I didn’t expect to like Lauren Miller’s Free to Fall as much as I did. I went in with some preconceived notions – that it would be very heavy-handed with a message, that it would focus on a romance almost exclusively – and I was very happy to be proven wrong. (But you can forgive me about the romance thing, right? I mean, people talk about “falling” in love…)
What I got instead was a very smart, engaging thriller about a number of things: the pitfalls of technology, the danger of ceding any amount of free will, the nature of trust. It’s also a novel very much for teens, covering first love, parental betrayal, and the high school dance. (Did I mention it also has a secret society and some Da Vinci Code-style puzzles? Be still, my heart.)
Here’s the basic idea: Rory lives in the near future (the 2030s or thereabouts) where everyone has a handheld (think smartphone, supercharged). Gnosis manufactures the handhelds everyone has, and they also produce an app called Lux which helps users determine the best choice to make in any situation, right down to “What should I order for dinner?” Rory, along with most of her peers, relies on Lux pretty heavily.
Rory has just been accepted to Theden Academy, an elite boarding school for teens which pretty much guarantees her a ticket to a prestigious college and the good life afterward. But Theden has a lot of secrets, and Rory finds herself personally caught up in it. Her mother attended Theden, but left abruptly, then died giving birth to her. She passed along a cryptic message to Rory, telling her father to give it to her when Rory entered Theden.
This book has a lot in it – parents’ secret past, a mysterious townie boy, a duplicitous roommate, an evil teacher, strange school tests, Paradise Lost, a secret affair, a secret society, math puzzles, future tech, pop science – and it all leads back to Gnosis and Lux in some way. It’s incredibly fun to watch Rory unravel it all. There’s never a dull moment. It’s a true thriller with a new secret at every turn. I won’t say much more since the joy of reading the story is discovering just what Miller throws at you next.

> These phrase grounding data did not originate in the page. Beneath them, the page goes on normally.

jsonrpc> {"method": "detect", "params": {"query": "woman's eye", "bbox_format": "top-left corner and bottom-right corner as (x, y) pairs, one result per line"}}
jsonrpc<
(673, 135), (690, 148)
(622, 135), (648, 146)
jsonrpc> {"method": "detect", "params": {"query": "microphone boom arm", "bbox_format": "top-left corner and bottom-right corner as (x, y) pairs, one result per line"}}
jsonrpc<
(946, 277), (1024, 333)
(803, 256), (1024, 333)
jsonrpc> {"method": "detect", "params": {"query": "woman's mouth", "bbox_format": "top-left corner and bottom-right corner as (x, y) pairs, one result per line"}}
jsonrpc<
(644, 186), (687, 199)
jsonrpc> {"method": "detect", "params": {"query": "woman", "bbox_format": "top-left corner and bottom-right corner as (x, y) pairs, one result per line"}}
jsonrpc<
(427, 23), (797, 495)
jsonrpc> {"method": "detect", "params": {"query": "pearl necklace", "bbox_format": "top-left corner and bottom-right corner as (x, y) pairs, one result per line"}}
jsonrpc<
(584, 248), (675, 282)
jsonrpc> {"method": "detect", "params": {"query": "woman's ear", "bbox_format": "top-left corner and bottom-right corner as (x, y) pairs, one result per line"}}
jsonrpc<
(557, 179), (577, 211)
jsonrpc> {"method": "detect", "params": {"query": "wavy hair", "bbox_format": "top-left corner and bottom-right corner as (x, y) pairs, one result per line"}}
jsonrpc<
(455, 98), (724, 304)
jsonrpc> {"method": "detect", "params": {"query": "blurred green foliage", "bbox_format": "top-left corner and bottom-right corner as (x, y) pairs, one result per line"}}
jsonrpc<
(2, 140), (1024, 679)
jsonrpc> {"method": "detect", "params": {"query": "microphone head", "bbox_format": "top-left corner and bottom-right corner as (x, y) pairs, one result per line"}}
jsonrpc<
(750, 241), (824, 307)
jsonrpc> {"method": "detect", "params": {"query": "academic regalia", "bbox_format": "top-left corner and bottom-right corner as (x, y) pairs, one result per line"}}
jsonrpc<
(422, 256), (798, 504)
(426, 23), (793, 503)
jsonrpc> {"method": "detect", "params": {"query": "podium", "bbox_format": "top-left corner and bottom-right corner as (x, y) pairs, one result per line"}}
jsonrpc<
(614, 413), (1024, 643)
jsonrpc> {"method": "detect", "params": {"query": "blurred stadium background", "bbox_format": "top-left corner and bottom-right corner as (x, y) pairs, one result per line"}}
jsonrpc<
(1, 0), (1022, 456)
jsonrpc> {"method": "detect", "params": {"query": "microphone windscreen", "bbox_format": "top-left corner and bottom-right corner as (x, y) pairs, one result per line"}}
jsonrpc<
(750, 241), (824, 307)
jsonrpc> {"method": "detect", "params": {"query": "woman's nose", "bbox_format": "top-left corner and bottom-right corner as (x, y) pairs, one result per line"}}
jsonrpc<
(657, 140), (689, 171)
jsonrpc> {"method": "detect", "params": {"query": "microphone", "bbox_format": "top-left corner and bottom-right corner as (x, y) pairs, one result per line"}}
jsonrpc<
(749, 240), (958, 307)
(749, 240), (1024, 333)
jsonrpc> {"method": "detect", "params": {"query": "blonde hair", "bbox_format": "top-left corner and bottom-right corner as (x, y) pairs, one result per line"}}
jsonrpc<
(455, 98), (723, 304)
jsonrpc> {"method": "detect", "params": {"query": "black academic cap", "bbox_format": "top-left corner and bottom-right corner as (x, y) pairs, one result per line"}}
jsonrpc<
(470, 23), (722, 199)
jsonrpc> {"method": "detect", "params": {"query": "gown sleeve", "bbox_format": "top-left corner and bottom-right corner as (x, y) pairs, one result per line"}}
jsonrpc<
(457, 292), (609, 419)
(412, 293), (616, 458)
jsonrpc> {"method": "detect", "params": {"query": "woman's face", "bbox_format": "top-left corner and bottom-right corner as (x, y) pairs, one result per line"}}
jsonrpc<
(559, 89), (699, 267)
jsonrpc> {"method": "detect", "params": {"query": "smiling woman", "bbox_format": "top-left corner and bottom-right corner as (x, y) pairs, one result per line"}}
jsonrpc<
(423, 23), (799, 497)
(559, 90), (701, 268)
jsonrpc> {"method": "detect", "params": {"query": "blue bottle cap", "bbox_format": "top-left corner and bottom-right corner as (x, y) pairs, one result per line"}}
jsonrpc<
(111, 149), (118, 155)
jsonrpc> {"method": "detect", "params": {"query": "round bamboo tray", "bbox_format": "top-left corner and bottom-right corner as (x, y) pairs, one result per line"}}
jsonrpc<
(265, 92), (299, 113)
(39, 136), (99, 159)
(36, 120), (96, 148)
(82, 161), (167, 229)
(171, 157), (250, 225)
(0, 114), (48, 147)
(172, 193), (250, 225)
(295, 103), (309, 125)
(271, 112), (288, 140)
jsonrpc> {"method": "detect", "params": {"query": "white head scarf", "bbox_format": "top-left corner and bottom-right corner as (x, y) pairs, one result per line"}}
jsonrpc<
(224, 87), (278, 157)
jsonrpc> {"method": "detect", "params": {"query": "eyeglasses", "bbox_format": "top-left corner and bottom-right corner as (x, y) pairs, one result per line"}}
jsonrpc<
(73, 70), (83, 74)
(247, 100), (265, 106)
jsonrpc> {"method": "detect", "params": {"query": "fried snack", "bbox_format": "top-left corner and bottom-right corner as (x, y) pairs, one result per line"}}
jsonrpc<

A couple quibbles: some of the foreshadowing is too heavy-handed, and the denouement is too much of a deus ex machina. But I was having so much fun, I didn’t care much. This is a near-perfect near-future thriller. It’s twisty,
surprising, fast-paced, and very timely. The sketchy boarding school aspect may appeal to fans of The Testing or Variant, the dangerous technology aspect may appeal to fans of Feed, and the sci fi mystery may appeal to fans of Unremembered or Starters (though I think Free to Fall is the smartest of them all). Highly recommended.
Finished copy received from the publisher. Free to Fall is available now.